Головки комет имели размеры в миллиард километров – совсем крохотные, почти незаметные на расстоянии сколько-нибудь значительном, не пустяковом, – светились голубым и зеленым. Зато хвосты тянулись на пять световых лет каждый, и их молочно-белесоватое свечение накрывало звезды и укутывало, туманило планеты.

…А поезд Москва – Брюссель все стучал колесами по Белоруссии, и ночная муть все льнула и ластилась к освещенным окнам вагона. Холодные капельки то ли тумана, то ли все никак не прольющегося дождя вымывали тропинки в пыли и стекали вбок стекла. Я прижимался лбом к ним с внутренней стороны и все думал: зачем же я все-таки еду в Париж этой промозглой, волглой и слякотной весной? Да еще на Пасху…

Нет на свете ничего скучней и омерзительней французского стриптиза! Меж двух площадей-грудей, пожухлых, помнящих и лучшие времена, – Бланш и Пигаль – втиснут проспект. По обе стороны его – кабаки, вертепы и массажные салоны. Ну, еще бани. В каждом кабачке – пара зевак, полутемно, и хочется втереть в харю зазывале, обещавшему тебе у входа неземные блаженства и иорданские струи, а фалернское, мараскин и фронтиньяк – амфорами, молочными бидонами, целыми цистернами. Подавали же виски по двадцать баксов доза да еще норовили развести на шампанское по сотне.

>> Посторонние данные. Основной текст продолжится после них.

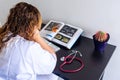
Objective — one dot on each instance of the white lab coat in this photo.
(26, 60)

Унылые, усталые девки в теплых куртках заходили с улицы и тащились за сцену – по одной в пятнадцать минут. Там долго вошкались, шуршали – отнюдь не призывно – шелка, щелкали застежки. Потом выходили и, даже не жеманясь, а по-деловому, будто у себя в ванных, сноровисто раздевались – в первом танце до трусов, во втором – до лобков, выстриженных на какой-то общий манер, и потом долго возились, одеваясь, за занавеской.

И шли в следующий притон.

В темном зале пялилась на сцену лишь пожилая японская чета да какой-то подгулявший датчанин все ревел призывно – гулял по весне.

Его крутили сверх всяких правил, девки шарили по карманам, официант едва успевал с выпивкой.

Это был уже пятый шалман, где я пытался сбежать от ночи, но она все караулила меня у дверей, обкладывала со всех сторон на сиявшем проспекте и ухмылялась своей волчьей улыбкой: ну, ничего, не сегодня, так послезавтра.

Я поймал молящий взгляд датчанина – ему явно что-то мешали в питье, остатками разума он понимал, что влип, но сил сопротивляться не было.

Под ложечкой засосало и стало холодно – в предчувствии драки. Или, наконец-то, избавления от пустоты?

– Хей-я, Сверья, хей-хей-хей! – громко повторив хоккейную кричалку, я со своим стаканом сел за его стол. Три девки воззрились зло, перестав утюгами гладить его штаны и карманы, и сильно занервничал бармен у стойки.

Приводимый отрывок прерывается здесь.